Former Marian University alumni Jose Luis Alvarado was a DACA recipient. Alvarado shared his thoughts and opinions about DACA, explaining how the process to become a dreamer and its requirements are very specific and can take a while. He said, “At first it was very simple and accessible for undocumented people, but due to the changes and legislation in the government it has become more strict and less affordable.”

DACA has benefited students striving for their education. Being one of them, Alvarado explained, “Being a DACA gave me the opportunity to walk freely and not be afraid of being deported. It also gave me the chance to pursue my education and find a career.”

Even so, while DACA gives individuals many opportunities, it still does not allow them to participate in many things. He said, “Yes, even though it opened doors for my education, those doors were limited. One challenge that I had was not being able to sign up for FAFSA and receive loans.” And even if the face of these difficulties, Alvarado remained optimistic and said, “Even though I still had those obstacles in front of me, I still took them down.”

Now, though, DACA faces the risk of being shut down due to the Trump administration’s desire to end the program. Many undocumented immigrants’ lives are at risk because of what is in jeopardy if this program ends. According to ABC News, there have been protests against the decision of President Trump wanting to end this program.
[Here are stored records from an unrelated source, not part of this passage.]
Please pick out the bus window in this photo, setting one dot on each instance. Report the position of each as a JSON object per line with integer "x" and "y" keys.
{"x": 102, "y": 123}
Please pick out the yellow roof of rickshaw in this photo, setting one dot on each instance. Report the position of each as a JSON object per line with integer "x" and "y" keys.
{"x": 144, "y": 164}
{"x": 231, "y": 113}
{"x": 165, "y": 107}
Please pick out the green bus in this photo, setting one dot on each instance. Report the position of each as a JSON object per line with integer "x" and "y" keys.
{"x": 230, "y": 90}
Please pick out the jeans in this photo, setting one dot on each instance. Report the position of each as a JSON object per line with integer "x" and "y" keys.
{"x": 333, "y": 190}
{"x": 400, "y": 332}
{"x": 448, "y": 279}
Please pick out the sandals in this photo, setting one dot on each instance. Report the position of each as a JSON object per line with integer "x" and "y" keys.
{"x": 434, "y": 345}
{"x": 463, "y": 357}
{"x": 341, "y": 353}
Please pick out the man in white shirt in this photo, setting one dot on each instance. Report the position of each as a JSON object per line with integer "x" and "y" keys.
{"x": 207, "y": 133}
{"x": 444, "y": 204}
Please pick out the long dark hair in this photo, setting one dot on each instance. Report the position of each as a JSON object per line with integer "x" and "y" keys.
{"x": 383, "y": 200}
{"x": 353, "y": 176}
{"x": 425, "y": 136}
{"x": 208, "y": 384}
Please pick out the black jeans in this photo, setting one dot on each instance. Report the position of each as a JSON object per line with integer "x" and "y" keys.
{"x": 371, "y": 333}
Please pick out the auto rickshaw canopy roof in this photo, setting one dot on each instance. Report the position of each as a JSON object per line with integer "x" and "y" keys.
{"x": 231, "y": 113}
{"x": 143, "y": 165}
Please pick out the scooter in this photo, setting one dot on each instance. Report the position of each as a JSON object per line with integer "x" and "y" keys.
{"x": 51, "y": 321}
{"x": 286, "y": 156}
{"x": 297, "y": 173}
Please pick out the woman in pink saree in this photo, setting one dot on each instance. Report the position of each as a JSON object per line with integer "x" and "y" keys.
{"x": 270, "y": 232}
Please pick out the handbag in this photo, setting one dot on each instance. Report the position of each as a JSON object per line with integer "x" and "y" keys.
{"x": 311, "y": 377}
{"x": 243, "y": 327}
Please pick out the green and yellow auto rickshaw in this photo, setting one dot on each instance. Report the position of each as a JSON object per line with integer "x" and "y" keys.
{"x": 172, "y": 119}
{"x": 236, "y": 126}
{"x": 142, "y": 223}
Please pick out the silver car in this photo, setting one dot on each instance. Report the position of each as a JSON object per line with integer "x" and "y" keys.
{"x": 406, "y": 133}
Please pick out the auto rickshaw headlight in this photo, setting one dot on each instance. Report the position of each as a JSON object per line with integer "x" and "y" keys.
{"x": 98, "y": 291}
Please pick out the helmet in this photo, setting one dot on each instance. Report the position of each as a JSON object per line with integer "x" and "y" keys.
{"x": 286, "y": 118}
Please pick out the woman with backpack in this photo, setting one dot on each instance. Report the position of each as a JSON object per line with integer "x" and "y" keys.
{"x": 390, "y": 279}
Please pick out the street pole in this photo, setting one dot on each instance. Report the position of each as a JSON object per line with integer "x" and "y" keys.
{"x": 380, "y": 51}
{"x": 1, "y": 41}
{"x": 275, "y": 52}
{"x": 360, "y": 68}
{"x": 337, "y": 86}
As of today, the DACA program still remains. There are currently 6,970 active DACA recipients. These recipients, many of them students, can lose their jobs, education, careers, and everything else they are pursuing. So, especially in lieu of the presidential election, if you care about DACA, it should also be emphasized to know those candidates that are DACA supporters, as it could drastically impact the fate of this program.